Мне следовало догадаться об этом раньше, уж слишком легко я обнаружил эти документы. Я проник в дом священника, когда стемнело, и эта улика лежала в шкатулке Флитвуда в его кабинете. Шкатулка даже не была заперта! Флитвуд никогда не оставил бы такую убийственную улику, если бы не хотел, чтобы я ее нашел. Несомненно, Клэр должен был снова припрятать ее сегодня ночью, избавившись от нас. Но это был вернейший способ заставить меня примчаться за тобой. После того как я узнал правду, о которой не смел и думать, я знал: ты в смертельной опасности, и получил свободу увезти тебя с собой.
— Не понимаю, откуда у тебя появились эти подозрения. Подобная мысль никогда бы не пришла мне в голову.
— В первый раз я подумал об этом в тот день, когда мы встретили ее на болоте. Я не мог не согласиться с твоей оценкой ее характера. И вдруг я подумал: «А что, если…» Вначале эта мысль казалась мне совершенно невозможной, но, чем больше я о ней думал, тем более правдоподобной она мне казалась. Она объяснила так много, даже то, почему Клэр избегал тебя. Эта странная мешанина принципиальности и злодейства была для него типичной.
— Дело было не только в принципиальности, — сказала я холодно. — Даже Клэр предвидел сложности, проистекающие из наличия двух законных наследников… Ох, Джонатан, не будь таким паинькой! Мне жалко Клэра, но думать о нем хорошо я не могу. Как же можно, если он намеревался убить меня? Он позволил тебе узнать правду, и, потому что ты ее узнал, ты должен был умереть. И я тоже, хотя он обманывал себя до последней минуты. Я не пережила бы этого «несчастного случая». Развод не был решением его проблемы, ему нужны были деньги, и немедленно.
— Да, думаю, Клэр не мог признаться даже себе, на что он шел. Если бы ты убилась насмерть, это был бы еще один «несчастный случай». «Бедная девочка, как ей не повезло, расшибла голову о камень». У него не было таких колебаний относительно меня; думаю, он охотно зарезал бы меня в любое время за последние несколько недель.
— И после этого оставить улику лежать без присмотра! Зачем же они вообще доверились бумаге?
— Ну, это было обязательным условием. Флитвуд настаивал на этом на случай смерти Клэра или его отказа.
— Интересно, что с ним будет?
— Он выживет, — угрюмо ответил Джонатан, — Я сделаю все, что в моих силах, чтобы найти его, будь уверена. Его нельзя оставлять на свободе с такими способностями творить зло в сочетании с невинной внешностью и красноречием. Но у меня такое чувство, что он хитрее меня. Это вызовет такой скандал, Люси, если все выйдет наружу. Ты готова к этому?

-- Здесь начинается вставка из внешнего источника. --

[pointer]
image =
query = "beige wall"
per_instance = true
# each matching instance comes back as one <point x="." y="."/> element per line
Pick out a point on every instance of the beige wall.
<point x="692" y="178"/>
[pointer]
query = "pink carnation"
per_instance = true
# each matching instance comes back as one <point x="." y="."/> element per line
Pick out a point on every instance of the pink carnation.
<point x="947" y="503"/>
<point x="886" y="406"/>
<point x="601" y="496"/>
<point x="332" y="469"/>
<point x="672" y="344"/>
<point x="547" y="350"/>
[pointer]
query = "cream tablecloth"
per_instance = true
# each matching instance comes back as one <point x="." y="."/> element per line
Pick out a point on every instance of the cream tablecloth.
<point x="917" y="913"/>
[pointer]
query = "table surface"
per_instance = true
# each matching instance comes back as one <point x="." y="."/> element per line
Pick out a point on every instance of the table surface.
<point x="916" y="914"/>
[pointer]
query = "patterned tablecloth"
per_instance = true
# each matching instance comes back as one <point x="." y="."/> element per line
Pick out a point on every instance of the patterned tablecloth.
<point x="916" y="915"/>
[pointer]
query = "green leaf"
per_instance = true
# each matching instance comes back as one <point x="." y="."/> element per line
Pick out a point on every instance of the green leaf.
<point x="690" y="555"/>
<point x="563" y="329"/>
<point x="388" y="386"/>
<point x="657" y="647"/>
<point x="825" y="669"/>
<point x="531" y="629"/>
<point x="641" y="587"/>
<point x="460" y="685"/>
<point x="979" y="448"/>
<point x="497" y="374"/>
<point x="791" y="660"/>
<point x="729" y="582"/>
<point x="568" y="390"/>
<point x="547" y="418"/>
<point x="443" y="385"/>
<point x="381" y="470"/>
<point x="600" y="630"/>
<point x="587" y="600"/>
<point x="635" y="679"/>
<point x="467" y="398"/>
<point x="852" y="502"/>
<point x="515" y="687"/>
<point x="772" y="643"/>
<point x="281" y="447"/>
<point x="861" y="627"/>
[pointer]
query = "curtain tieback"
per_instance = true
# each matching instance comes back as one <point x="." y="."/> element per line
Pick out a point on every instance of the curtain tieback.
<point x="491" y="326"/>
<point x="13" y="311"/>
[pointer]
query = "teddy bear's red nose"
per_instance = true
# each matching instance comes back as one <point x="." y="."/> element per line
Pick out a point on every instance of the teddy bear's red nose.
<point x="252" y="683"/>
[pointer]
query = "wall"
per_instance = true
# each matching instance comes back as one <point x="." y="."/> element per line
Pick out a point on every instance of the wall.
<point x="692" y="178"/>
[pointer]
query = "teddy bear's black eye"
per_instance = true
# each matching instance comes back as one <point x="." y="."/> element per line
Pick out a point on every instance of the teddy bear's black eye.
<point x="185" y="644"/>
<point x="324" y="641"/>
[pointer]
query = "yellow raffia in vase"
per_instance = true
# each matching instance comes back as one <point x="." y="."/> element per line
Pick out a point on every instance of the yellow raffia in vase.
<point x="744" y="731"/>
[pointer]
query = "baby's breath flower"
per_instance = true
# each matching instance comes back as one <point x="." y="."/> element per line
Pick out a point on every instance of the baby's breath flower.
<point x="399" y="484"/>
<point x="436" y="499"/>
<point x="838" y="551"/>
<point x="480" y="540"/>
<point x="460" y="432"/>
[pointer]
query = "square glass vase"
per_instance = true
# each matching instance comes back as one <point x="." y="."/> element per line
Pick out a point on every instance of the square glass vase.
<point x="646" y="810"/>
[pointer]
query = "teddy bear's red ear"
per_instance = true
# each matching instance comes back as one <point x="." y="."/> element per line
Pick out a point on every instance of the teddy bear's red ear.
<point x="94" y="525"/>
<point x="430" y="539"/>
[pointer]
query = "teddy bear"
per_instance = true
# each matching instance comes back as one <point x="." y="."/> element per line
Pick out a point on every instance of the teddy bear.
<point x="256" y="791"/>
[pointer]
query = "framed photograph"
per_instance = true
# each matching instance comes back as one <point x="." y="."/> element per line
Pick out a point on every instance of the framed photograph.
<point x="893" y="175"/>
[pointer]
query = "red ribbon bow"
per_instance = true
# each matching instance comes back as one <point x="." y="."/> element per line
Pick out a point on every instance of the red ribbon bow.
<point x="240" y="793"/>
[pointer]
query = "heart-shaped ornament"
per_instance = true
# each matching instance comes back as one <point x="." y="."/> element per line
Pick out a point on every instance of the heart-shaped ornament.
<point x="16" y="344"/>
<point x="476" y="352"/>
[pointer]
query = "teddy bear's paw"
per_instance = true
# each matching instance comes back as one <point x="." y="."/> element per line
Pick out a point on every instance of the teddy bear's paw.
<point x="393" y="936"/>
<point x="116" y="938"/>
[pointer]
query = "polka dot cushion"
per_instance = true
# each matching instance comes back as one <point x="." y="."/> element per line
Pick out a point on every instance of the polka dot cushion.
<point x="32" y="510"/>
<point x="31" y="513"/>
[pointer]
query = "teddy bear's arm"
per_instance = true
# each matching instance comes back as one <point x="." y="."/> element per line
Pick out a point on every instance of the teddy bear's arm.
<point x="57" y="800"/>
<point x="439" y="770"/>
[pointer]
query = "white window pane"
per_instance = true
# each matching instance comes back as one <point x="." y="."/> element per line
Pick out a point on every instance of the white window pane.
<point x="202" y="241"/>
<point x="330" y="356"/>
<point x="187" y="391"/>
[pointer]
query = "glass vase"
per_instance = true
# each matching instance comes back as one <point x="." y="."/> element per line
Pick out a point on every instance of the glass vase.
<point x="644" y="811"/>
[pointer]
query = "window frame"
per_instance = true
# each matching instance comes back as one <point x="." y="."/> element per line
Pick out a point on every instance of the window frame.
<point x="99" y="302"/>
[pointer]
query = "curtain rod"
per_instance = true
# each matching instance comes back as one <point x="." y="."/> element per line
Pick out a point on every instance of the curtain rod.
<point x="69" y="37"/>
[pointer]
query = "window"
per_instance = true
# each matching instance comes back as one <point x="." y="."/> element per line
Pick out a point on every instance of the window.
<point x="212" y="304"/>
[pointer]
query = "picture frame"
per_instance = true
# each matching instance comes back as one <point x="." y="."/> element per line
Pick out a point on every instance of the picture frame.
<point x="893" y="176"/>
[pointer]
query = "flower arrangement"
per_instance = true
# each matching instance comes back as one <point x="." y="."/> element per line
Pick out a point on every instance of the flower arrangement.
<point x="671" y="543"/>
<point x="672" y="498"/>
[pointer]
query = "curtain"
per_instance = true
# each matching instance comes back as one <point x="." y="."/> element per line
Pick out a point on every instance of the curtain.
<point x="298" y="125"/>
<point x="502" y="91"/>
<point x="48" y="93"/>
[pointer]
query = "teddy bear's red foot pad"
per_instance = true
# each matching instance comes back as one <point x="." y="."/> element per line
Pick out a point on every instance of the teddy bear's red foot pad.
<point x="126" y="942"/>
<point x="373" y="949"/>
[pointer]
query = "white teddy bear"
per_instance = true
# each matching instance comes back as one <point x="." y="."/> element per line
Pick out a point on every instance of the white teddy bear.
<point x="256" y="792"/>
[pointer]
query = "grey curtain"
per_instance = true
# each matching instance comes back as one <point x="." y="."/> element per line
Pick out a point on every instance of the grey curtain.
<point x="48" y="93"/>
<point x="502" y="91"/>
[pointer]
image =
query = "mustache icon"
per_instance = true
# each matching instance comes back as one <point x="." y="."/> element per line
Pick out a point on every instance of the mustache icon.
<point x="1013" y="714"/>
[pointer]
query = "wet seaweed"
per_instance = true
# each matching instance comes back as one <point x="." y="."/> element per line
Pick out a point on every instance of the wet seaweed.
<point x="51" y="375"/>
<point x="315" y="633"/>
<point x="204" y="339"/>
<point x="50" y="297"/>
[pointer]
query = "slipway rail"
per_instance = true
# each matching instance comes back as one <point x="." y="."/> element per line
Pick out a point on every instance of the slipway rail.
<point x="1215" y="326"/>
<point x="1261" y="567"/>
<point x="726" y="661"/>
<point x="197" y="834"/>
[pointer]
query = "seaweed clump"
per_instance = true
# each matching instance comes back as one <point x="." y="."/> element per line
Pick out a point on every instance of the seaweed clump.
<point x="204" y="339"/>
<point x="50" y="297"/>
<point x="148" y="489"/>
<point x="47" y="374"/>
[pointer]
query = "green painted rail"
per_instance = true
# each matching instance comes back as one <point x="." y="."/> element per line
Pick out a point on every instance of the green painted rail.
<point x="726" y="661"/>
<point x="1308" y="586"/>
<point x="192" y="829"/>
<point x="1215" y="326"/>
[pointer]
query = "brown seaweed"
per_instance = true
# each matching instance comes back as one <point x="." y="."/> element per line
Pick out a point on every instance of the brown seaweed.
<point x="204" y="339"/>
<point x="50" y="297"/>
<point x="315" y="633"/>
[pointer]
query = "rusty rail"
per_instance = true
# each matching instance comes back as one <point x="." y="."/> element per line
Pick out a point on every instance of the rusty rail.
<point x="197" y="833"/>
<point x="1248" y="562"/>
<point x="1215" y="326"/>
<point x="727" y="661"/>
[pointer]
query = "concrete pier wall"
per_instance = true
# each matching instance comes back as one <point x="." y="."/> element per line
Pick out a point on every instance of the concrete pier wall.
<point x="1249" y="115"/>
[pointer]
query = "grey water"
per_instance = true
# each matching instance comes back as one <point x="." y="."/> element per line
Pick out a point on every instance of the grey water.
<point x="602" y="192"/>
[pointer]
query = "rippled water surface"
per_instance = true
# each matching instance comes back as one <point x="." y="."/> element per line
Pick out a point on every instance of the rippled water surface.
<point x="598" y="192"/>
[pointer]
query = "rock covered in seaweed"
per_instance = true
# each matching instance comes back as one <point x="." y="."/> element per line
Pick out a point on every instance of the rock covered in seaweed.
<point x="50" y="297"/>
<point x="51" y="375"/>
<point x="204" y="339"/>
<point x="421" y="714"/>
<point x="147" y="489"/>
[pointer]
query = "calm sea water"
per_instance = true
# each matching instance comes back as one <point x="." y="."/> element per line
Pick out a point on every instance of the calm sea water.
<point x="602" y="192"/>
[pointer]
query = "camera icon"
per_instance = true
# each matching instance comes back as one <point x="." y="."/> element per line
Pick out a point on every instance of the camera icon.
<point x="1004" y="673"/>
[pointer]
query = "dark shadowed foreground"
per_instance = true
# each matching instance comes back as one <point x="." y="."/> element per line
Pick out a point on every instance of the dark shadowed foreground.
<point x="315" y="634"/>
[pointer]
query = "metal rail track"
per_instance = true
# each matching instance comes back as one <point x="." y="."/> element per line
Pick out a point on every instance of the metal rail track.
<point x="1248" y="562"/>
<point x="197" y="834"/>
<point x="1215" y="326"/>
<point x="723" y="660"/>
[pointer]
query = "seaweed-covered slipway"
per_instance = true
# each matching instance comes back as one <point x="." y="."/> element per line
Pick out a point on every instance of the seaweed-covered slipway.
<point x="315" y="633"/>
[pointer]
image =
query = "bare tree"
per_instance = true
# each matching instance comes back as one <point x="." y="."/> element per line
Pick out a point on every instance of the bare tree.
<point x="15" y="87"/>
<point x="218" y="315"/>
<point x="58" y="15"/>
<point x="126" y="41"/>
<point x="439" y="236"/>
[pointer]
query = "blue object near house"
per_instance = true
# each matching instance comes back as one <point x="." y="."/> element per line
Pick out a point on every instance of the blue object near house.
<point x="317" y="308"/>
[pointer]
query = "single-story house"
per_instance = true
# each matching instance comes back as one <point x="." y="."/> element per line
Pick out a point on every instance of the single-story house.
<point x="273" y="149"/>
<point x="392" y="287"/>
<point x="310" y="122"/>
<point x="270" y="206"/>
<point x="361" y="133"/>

— Да, конечно. Не бойся за меня, вряд ли сплетни причинят мне боль.
— По крайней мере, часть твоего состояния уцелела, — сказал Джонатан с наигранным оптимизмом. — Его недвижимая часть: шахты, заводы, фабрики…
— Это источник моих богатств? Эти изуродованные дети с заводов… Только подумать, я — причина их уродства! О, Джонатан, так много надо сделать. Ты ведь поможешь мне?
— Избавиться от этих ужасных фабрик?
— Нет, нет! Использовать их не во вред, а на пользу людям. Обучить взрослых мужчин, дать им работу вместо детей, укороченный рабочий день, бесплатные школы.
— Ты потратишь на это все свои доходы, — ответил Джонатан. — Вряд ли после этого я смогу взять тебя в жены.
— А здешняя деревня! Я помогу людям выкупить обратно их земли, они ведь отойдут теперь Короне? Новые дома…
— Думаю, тебе захочется отправиться в Оксфорд завершить свое образование, — предложил Джонатан. — Я готов бастовать вместе с тобой. Мы будем устраивать беспорядки и, возможно, нападем на Букингемский дворец.
— Не смейся.
— Я не смеюсь над тобой. Я просто думаю, достоин ли такой женщины, как ты. — Рука Джонатана напряглась. — Люси, ты теперь знаешь почти все. Я снял копию с того документа. Хочешь взглянуть на него?
Я протянула руку и застыла на месте, услышав протяжный глухой стон толпы. С громоподобным грохотом, взметнув фонтан огненных брызг, крыша обвалилась. Высокие печные трубы, словно отражаясь в ряби воды, заколыхались и рухнули в кипящее море огня. Мне показалось на мгновение, что я увидела… Но нет, это было всего лишь игрой воображения. При свете огня я взглянула на лист бумаги, который мне протянул Джонатан.
Я держала в руках копию брачного свидетельства о бракосочетании Эдварда Гросвенора, тогда еще не барона Клэра, и Шарлотты Флитвуд, подписанного его преподобием Джоном Флитвудом из прихода Святой Катерины Йорка.